Diretamente dos EUA, o italiano Federico respondeu durante o debate ‘Os desafios da mobilidade digital’, a questões referentes à mobilidade e o dia a dia das pessoas, a integração do celular com o meio educacional e, como não podia deixar de ser, discorreu sobre importantes pesquisas do MIT.

Também presentes ao palco central estavam Rogério Costa, doutor em Semiótica e consultor da GTE/Fundação Vanzolini; Nick Ellis, blogueiro e especialista em mídias sociais da In Press Porter Novelli; Bia Kunze, dentista, consultora em tecnologia móvel e comentarista da rádio CBN Curitiba; Jeff Paiva, Diretor de Social Media da EnergyBrasil/ Y&R; Alexandre Fugita, autor do blog techbits; e Luis Fernando Guggenberger, da Divisão de Responsabilidade Socioambiental da Vivo.

Momento telefonica

Na opinião de Bia Kunze, é mais provável que as pessoas acessem a rede móvel do que por meio de terminais fixos. De acordo com dados da ANATEL (Agência Nacional de Telecomunicações), referentes ao último dezembro, o Brasil tem quase 175 milhões de celulares habilitados. Para o blogueiro Fugita, o fato de a mobilidade estar, literalmente, cabendo na palma da mão favorece a classe estudantil. “As informações hoje em dia já nascem em tempo real e podem ser acessadas a qualquer hora”, analisou.

Guggenberger compara a mobilidade com o crescimento das relações interpessoais. “Eu guardo o meu conhecimento com os meus amigos. Quanto maior a conexão com eles, maior é o meu conhecimento”. Com um tom de discórdia, Casalegno falou que, “a noção de amizade e confiança é diferente em todo o mundo. Na França, por exemplo, dividir fotos e vídeos só acontece entre amigos íntimos. Lá não existe isso de ter 500 amigos no orkut ou facebook, como no Brasil”.

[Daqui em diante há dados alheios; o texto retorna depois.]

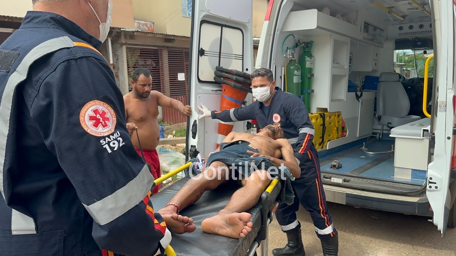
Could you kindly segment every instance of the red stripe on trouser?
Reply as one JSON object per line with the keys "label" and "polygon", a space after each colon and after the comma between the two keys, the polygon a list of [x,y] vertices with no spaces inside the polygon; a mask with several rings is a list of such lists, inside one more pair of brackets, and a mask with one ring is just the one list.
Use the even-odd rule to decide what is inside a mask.
{"label": "red stripe on trouser", "polygon": [[[325,218],[325,225],[326,227],[329,227],[331,225],[331,224],[329,223],[329,218],[328,216],[328,215],[326,213],[326,208],[325,207],[325,202],[323,200],[323,194],[321,194],[321,191],[320,190],[320,184],[321,181],[320,180],[321,177],[320,176],[320,173],[318,172],[318,166],[316,164],[316,162],[315,161],[315,156],[314,156],[313,153],[309,150],[308,152],[310,152],[311,154],[312,155],[312,160],[314,162],[314,164],[315,165],[315,169],[316,170],[317,172],[317,179],[315,179],[315,181],[316,183],[317,186],[317,191],[318,192],[318,204],[320,206],[320,209],[322,210],[322,212],[320,212],[321,216]],[[331,232],[331,236],[333,235],[335,235],[336,233],[334,231]]]}
{"label": "red stripe on trouser", "polygon": [[154,213],[150,211],[149,209],[147,209],[147,206],[149,205],[149,199],[150,196],[150,193],[149,193],[149,195],[145,196],[145,197],[142,200],[143,203],[145,205],[145,213],[147,213],[150,218],[154,220],[155,223],[154,226],[155,226],[155,229],[157,229],[165,236],[165,233],[166,233],[166,226],[162,226],[158,223],[158,221],[155,219],[155,216],[154,216]]}
{"label": "red stripe on trouser", "polygon": [[306,148],[307,147],[307,143],[309,143],[309,137],[310,137],[311,135],[309,133],[307,133],[306,135],[306,138],[304,138],[304,141],[302,142],[302,147],[299,149],[300,154],[302,154],[306,150]]}

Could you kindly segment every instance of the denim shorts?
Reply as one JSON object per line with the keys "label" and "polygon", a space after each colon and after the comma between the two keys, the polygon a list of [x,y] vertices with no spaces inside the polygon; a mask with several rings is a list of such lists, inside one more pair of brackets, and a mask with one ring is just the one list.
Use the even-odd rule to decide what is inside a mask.
{"label": "denim shorts", "polygon": [[244,140],[222,142],[220,143],[220,151],[211,154],[206,159],[206,168],[207,168],[212,162],[218,161],[228,165],[229,169],[236,169],[237,172],[233,174],[238,174],[234,176],[238,178],[242,176],[249,177],[257,170],[267,171],[271,176],[277,177],[285,181],[285,202],[292,204],[295,195],[291,181],[294,180],[295,178],[291,175],[290,169],[285,166],[278,167],[266,157],[251,157],[251,154],[247,153],[247,151],[257,153],[259,152],[249,146],[249,142]]}

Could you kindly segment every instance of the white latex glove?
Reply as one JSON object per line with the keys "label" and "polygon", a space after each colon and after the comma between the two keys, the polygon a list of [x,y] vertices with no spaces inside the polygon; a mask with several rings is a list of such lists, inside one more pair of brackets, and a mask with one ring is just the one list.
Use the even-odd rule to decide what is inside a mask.
{"label": "white latex glove", "polygon": [[207,109],[207,108],[204,106],[204,104],[201,103],[201,108],[198,107],[198,109],[202,112],[202,114],[198,118],[198,119],[211,117],[211,111]]}

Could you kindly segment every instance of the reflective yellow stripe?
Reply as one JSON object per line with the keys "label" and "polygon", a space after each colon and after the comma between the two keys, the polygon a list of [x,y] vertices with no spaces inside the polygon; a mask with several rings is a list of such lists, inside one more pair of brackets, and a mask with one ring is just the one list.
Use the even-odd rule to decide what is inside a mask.
{"label": "reflective yellow stripe", "polygon": [[[95,48],[94,48],[93,46],[92,46],[91,45],[88,45],[85,43],[81,43],[80,42],[73,42],[74,43],[74,45],[75,46],[82,46],[83,47],[86,47],[87,48],[90,48],[90,49],[93,50],[93,51],[96,51],[97,52],[98,52],[100,54],[101,54],[101,52],[98,51],[98,50],[97,50],[96,49],[95,49]],[[103,54],[101,54],[101,56],[103,56]]]}
{"label": "reflective yellow stripe", "polygon": [[168,256],[176,256],[174,249],[170,245],[168,246],[165,249],[165,253],[166,253]]}
{"label": "reflective yellow stripe", "polygon": [[427,112],[426,107],[427,104],[427,81],[429,77],[429,62],[431,60],[434,58],[434,54],[429,56],[429,57],[426,60],[425,63],[425,84],[423,88],[423,113],[428,118],[430,118],[430,114]]}

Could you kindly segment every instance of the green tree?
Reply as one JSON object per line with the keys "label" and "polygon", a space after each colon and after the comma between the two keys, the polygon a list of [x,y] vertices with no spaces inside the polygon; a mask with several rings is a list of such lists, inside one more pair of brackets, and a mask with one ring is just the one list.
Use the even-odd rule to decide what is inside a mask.
{"label": "green tree", "polygon": [[[416,67],[415,65],[415,58],[414,57],[414,55],[412,54],[410,55],[408,55],[407,56],[404,56],[403,57],[403,56],[400,53],[398,52],[396,54],[396,61],[398,62],[401,62],[406,64],[407,65],[404,66],[405,68],[409,68],[411,70],[415,70],[418,69],[418,76],[420,77],[424,77],[425,75],[425,64],[426,63],[426,60],[427,59],[428,57],[426,57],[424,55],[420,55],[420,54],[415,54],[415,58],[416,58]],[[416,71],[412,71],[413,73],[416,73]],[[434,59],[433,59],[429,62],[429,75],[430,77],[432,77],[434,76]]]}

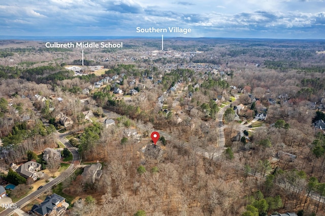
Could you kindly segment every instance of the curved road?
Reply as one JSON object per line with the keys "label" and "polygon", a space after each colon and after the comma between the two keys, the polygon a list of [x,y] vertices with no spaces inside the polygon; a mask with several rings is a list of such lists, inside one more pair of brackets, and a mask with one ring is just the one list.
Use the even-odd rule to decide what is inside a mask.
{"label": "curved road", "polygon": [[[72,146],[69,142],[68,142],[66,139],[64,139],[64,136],[65,135],[65,134],[59,134],[58,133],[57,135],[58,136],[58,139],[60,140],[62,143],[63,143],[63,145],[72,153],[73,159],[72,160],[71,164],[66,171],[62,172],[59,176],[56,177],[52,181],[45,185],[43,188],[34,191],[30,194],[25,196],[23,198],[17,202],[16,203],[16,204],[17,205],[17,208],[20,208],[24,206],[27,203],[30,202],[31,200],[32,200],[33,199],[40,196],[41,194],[45,193],[46,191],[51,189],[53,186],[57,185],[61,182],[63,179],[64,179],[64,178],[69,176],[71,174],[72,174],[77,168],[77,165],[80,163],[80,159],[79,153],[73,146]],[[0,212],[0,215],[10,215],[13,213],[14,210],[15,209],[12,208],[7,209]]]}

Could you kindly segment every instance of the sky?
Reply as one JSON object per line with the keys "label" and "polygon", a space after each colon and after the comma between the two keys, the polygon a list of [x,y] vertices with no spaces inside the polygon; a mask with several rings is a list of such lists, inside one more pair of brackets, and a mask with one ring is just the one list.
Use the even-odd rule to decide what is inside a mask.
{"label": "sky", "polygon": [[325,39],[325,0],[0,0],[0,35]]}

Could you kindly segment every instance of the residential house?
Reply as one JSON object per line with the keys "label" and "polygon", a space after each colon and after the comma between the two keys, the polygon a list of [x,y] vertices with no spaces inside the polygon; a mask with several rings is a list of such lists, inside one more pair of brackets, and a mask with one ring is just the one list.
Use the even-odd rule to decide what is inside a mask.
{"label": "residential house", "polygon": [[130,94],[131,94],[132,95],[136,95],[138,94],[138,91],[137,91],[135,89],[131,89],[130,90]]}
{"label": "residential house", "polygon": [[34,161],[28,161],[21,164],[16,171],[23,177],[28,178],[31,178],[34,181],[36,181],[39,177],[37,172],[42,168],[42,165]]}
{"label": "residential house", "polygon": [[161,95],[158,98],[158,105],[161,108],[164,105],[164,102],[165,101],[165,98],[164,95]]}
{"label": "residential house", "polygon": [[297,214],[295,212],[287,212],[282,214],[271,214],[271,216],[298,216]]}
{"label": "residential house", "polygon": [[122,94],[123,93],[123,90],[122,90],[122,89],[120,89],[119,88],[115,87],[114,88],[114,91],[113,91],[113,92],[114,94]]}
{"label": "residential house", "polygon": [[105,121],[104,121],[104,125],[108,128],[111,125],[114,125],[115,124],[115,121],[113,119],[105,119]]}
{"label": "residential house", "polygon": [[212,100],[215,102],[216,103],[217,103],[219,102],[219,99],[218,98],[213,98]]}
{"label": "residential house", "polygon": [[220,101],[224,101],[225,100],[225,98],[222,95],[218,95],[217,99]]}
{"label": "residential house", "polygon": [[0,186],[0,199],[5,197],[6,196],[7,196],[6,189],[3,187]]}
{"label": "residential house", "polygon": [[102,164],[97,163],[85,167],[83,172],[81,174],[84,182],[88,183],[94,183],[96,179],[99,179],[102,175]]}
{"label": "residential house", "polygon": [[316,128],[325,130],[325,122],[321,119],[316,121],[315,123],[314,123],[314,125]]}
{"label": "residential house", "polygon": [[138,135],[138,131],[135,129],[128,129],[124,131],[124,133],[127,136],[136,136]]}
{"label": "residential house", "polygon": [[58,121],[59,123],[64,127],[69,127],[73,124],[73,121],[66,116],[63,113],[60,113],[55,117],[55,120]]}
{"label": "residential house", "polygon": [[237,106],[234,106],[234,111],[235,111],[235,113],[237,115],[239,115],[240,114],[240,111],[244,110],[244,107],[245,106],[241,103]]}
{"label": "residential house", "polygon": [[164,96],[164,95],[161,95],[161,96],[160,96],[160,97],[159,97],[158,98],[158,101],[160,103],[164,103],[164,102],[165,102],[165,100],[166,100],[166,99],[165,99],[165,97]]}
{"label": "residential house", "polygon": [[28,121],[30,119],[30,116],[29,116],[29,114],[23,114],[22,116],[21,117],[21,119],[23,121]]}
{"label": "residential house", "polygon": [[15,163],[11,163],[9,166],[10,167],[11,169],[14,171],[16,170],[18,168],[18,166]]}
{"label": "residential house", "polygon": [[85,115],[85,119],[86,120],[91,121],[90,120],[90,118],[93,117],[93,113],[92,113],[92,111],[91,111],[91,110],[88,110],[87,111],[83,112],[82,113]]}
{"label": "residential house", "polygon": [[268,115],[266,113],[257,113],[256,115],[255,116],[255,118],[256,118],[259,120],[265,120],[267,116]]}
{"label": "residential house", "polygon": [[64,127],[69,127],[73,124],[73,121],[67,116],[64,116],[60,119],[60,124]]}
{"label": "residential house", "polygon": [[39,94],[36,94],[35,97],[38,100],[41,100],[42,102],[44,102],[45,100],[46,100],[46,98],[45,97],[42,96]]}
{"label": "residential house", "polygon": [[50,158],[54,159],[54,161],[61,160],[61,153],[59,150],[55,150],[50,148],[47,148],[44,150],[43,154],[43,159],[47,162]]}
{"label": "residential house", "polygon": [[112,80],[115,80],[117,78],[118,78],[118,75],[114,75],[113,77],[112,77]]}
{"label": "residential house", "polygon": [[82,94],[88,94],[89,93],[89,90],[88,89],[84,89],[82,90]]}
{"label": "residential house", "polygon": [[144,152],[145,155],[155,159],[159,159],[164,154],[164,150],[160,147],[154,143],[148,144]]}
{"label": "residential house", "polygon": [[189,92],[189,93],[188,93],[188,95],[187,95],[187,96],[188,97],[188,98],[190,100],[191,99],[192,99],[192,97],[193,97],[193,93],[191,92]]}
{"label": "residential house", "polygon": [[53,194],[47,196],[39,205],[34,204],[30,211],[37,216],[61,216],[65,214],[69,206],[64,198]]}

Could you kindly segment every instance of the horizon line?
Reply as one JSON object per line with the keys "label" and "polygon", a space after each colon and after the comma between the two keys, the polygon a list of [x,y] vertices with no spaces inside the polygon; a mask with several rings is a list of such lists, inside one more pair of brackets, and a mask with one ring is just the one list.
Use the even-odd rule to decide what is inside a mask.
{"label": "horizon line", "polygon": [[[26,39],[23,38],[78,38],[78,37],[82,37],[82,38],[95,38],[95,37],[107,37],[107,38],[114,38],[112,39],[100,39],[101,40],[117,40],[119,39],[118,38],[121,38],[121,39],[159,39],[161,38],[161,35],[157,35],[157,36],[139,36],[139,35],[0,35],[0,41],[6,41],[6,40],[17,40],[17,41],[39,41],[39,40],[33,40],[32,39]],[[17,38],[22,38],[21,39]],[[234,39],[234,40],[240,40],[240,39],[244,39],[244,40],[325,40],[325,39],[323,38],[249,38],[249,37],[245,37],[245,38],[233,38],[233,37],[179,37],[179,36],[164,36],[164,39]],[[83,40],[86,40],[84,39]],[[91,39],[92,40],[94,40],[95,39]],[[99,39],[98,39],[99,40]],[[74,41],[76,40],[74,40]],[[41,41],[43,41],[42,40]]]}

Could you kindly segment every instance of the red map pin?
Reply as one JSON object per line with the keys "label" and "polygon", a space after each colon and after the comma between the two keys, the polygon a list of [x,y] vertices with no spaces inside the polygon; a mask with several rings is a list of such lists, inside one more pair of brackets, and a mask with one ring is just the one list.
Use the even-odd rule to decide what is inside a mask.
{"label": "red map pin", "polygon": [[157,143],[157,141],[159,139],[159,133],[157,131],[153,131],[151,133],[151,139],[153,141],[153,143],[155,145]]}

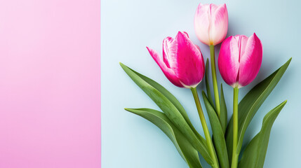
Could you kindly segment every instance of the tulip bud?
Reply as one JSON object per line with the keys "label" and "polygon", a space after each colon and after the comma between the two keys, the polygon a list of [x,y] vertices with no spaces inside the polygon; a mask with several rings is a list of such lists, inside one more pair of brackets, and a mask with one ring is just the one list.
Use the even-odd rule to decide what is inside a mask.
{"label": "tulip bud", "polygon": [[175,38],[163,41],[163,59],[154,50],[147,47],[166,78],[180,88],[195,88],[203,79],[205,64],[203,56],[186,32],[179,31]]}
{"label": "tulip bud", "polygon": [[227,84],[241,88],[252,82],[262,60],[262,45],[254,33],[249,38],[236,35],[226,38],[220,47],[218,69]]}
{"label": "tulip bud", "polygon": [[200,4],[194,15],[194,30],[203,43],[215,46],[221,43],[228,31],[226,4]]}

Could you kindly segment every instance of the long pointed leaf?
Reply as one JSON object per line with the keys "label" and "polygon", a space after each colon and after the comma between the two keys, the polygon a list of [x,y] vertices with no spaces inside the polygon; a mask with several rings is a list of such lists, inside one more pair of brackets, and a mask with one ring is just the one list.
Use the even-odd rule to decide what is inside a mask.
{"label": "long pointed leaf", "polygon": [[120,63],[120,65],[128,76],[156,103],[175,126],[188,139],[205,160],[209,164],[212,164],[213,161],[208,151],[205,140],[203,138],[200,139],[195,134],[177,107],[161,92],[144,80],[133,70],[122,63]]}
{"label": "long pointed leaf", "polygon": [[286,105],[286,101],[275,107],[267,115],[262,121],[260,132],[252,139],[243,152],[239,167],[262,168],[269,144],[269,134],[273,123]]}
{"label": "long pointed leaf", "polygon": [[213,100],[212,99],[212,97],[211,97],[211,91],[210,89],[210,85],[209,85],[209,79],[208,79],[208,69],[209,69],[209,59],[207,58],[207,60],[206,61],[206,71],[205,71],[205,83],[206,83],[206,90],[207,92],[207,97],[208,97],[208,99],[209,101],[209,102],[211,104],[211,106],[214,108],[214,104],[213,104]]}
{"label": "long pointed leaf", "polygon": [[[252,118],[267,99],[288,68],[291,58],[269,77],[255,85],[239,104],[239,132],[236,155],[239,154],[243,136]],[[231,118],[226,131],[226,142],[229,160],[232,156],[233,121]]]}
{"label": "long pointed leaf", "polygon": [[220,125],[222,127],[222,132],[226,132],[227,124],[228,121],[228,113],[227,112],[226,102],[225,102],[224,90],[222,89],[222,83],[220,84]]}
{"label": "long pointed leaf", "polygon": [[229,167],[228,155],[222,125],[220,125],[220,120],[218,119],[215,111],[211,106],[203,91],[202,94],[206,108],[207,110],[207,113],[209,116],[212,132],[213,133],[214,145],[215,146],[215,150],[218,153],[220,166],[222,168],[228,168]]}
{"label": "long pointed leaf", "polygon": [[180,111],[180,113],[181,113],[184,119],[185,119],[186,122],[189,125],[190,128],[192,128],[192,131],[194,131],[194,134],[199,137],[200,141],[203,141],[203,143],[206,143],[206,140],[199,134],[199,132],[196,130],[194,127],[192,125],[192,124],[189,118],[188,118],[187,113],[186,113],[184,107],[181,105],[181,104],[177,99],[177,98],[175,98],[175,97],[174,95],[173,95],[173,94],[171,94],[168,90],[167,90],[166,88],[164,88],[164,87],[163,87],[162,85],[159,84],[157,82],[154,81],[154,80],[152,80],[152,79],[151,79],[151,78],[148,78],[148,77],[147,77],[147,76],[145,76],[141,74],[139,74],[138,72],[133,70],[131,68],[128,68],[128,69],[130,69],[133,72],[136,74],[139,77],[140,77],[142,80],[144,80],[148,84],[149,84],[150,85],[154,87],[155,89],[156,89],[158,91],[161,92],[167,99],[168,99],[168,100],[170,101],[170,102],[172,104],[173,104],[173,105],[175,105],[175,106],[178,108],[178,110]]}
{"label": "long pointed leaf", "polygon": [[197,150],[164,113],[149,108],[125,109],[142,116],[159,127],[173,141],[180,155],[189,167],[202,167]]}

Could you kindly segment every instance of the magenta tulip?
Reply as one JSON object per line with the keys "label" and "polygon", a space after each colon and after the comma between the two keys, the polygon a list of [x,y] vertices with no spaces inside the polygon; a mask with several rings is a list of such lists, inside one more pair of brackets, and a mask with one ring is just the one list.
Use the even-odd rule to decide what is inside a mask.
{"label": "magenta tulip", "polygon": [[200,4],[194,15],[194,30],[203,43],[215,46],[221,43],[228,31],[226,4]]}
{"label": "magenta tulip", "polygon": [[175,85],[195,88],[203,79],[205,65],[202,54],[186,32],[179,31],[175,38],[166,37],[163,41],[163,59],[155,50],[147,48]]}
{"label": "magenta tulip", "polygon": [[241,88],[252,82],[262,60],[262,45],[254,33],[229,36],[224,41],[218,56],[218,68],[227,84]]}

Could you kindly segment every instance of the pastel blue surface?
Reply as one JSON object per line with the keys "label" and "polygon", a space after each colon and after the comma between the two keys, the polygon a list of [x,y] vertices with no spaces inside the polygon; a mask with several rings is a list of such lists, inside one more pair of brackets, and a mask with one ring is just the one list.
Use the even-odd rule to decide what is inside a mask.
{"label": "pastel blue surface", "polygon": [[[201,1],[210,3],[212,1]],[[187,31],[200,46],[204,59],[209,49],[196,38],[194,15],[199,1],[102,0],[101,85],[102,167],[187,167],[169,139],[152,123],[123,110],[159,109],[120,67],[123,62],[150,77],[170,90],[182,104],[193,125],[203,135],[189,90],[173,85],[164,76],[145,46],[162,52],[162,41]],[[239,99],[293,57],[281,81],[264,102],[246,133],[244,144],[260,130],[265,115],[288,99],[272,130],[265,167],[300,167],[301,146],[301,10],[299,1],[232,0],[228,35],[255,32],[263,45],[262,64],[258,76],[240,90]],[[216,57],[220,46],[216,48]],[[223,83],[229,118],[232,111],[232,89]],[[203,82],[199,91],[205,89]],[[203,106],[204,106],[203,105]],[[207,120],[208,118],[206,115]],[[201,160],[204,167],[209,167]]]}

A blogueira Bia Kunze atesta: a rede móvel tomará o espaço da fixa.

A blogueira Bia Kunze atesta: a rede móvel tomará o espaço da fixa.

Avaliando o momento atual, Nick Ellis falou em grandes mudanças no futuro. “Hoje está muito mais fácil progredirmos, pois a maioria da população brasileira tem celular e interage com outras mídias. Aposto em uma virada de página gigantesca. O Brasil está pronto para isso”.

Na opinião de Casalegno, a ideia da classe para a mobilidade é que ela consiga redesenhar o transporte público e os movimentos – seja ele físico, intelectual ou cognitivo. “É preciso aprofundar na pesquisa dia após dia. Precisamos saber qual é a melhor forma de as pessoas terem acesso fácil à informação”.

Sobre as ações realizadas pelo Instituto de Massachussets, o pesquisador fez questão de destacar um projeto encomendado pelo Governo da Itália, no qual impede os jovens de dirigirem bêbados. Nas casas noturnas, as pessoas realizam o teste do bafômetro e, caso o aparelho acuse um nível de teor alcoólico acima do permitido por lei, o sistema liga para um amigo da vítima e o premia (com milhagens e outros itens) caso ele aceite buscar o cidadão bêbado.

“É claro que todo mundo sabe quando já bebeu além da conta. Mas, as pessoas preferem que um aparelho diga isso a elas. Foi a maneira que encontramos de prevenir acidentes. A vida das pessoas também está ligada à tecnologia”.

Para o Brasil, ainda faltam opções de planos de dados acessíveis para o grosso da população que ainda se restringe ao modelo pré-pago para ligações e mensagens. No entanto, o país é um mercado emergente que chama cada vez mais a atenção para investimentos.

Talvez seja apenas uma questão de tempo para que todos os benefícios apontados pelos especialistas tomem conta por aqui e, como no exemplo italiano, o aparelho celular seja usado também como uma ferramenta para formar cidadãos.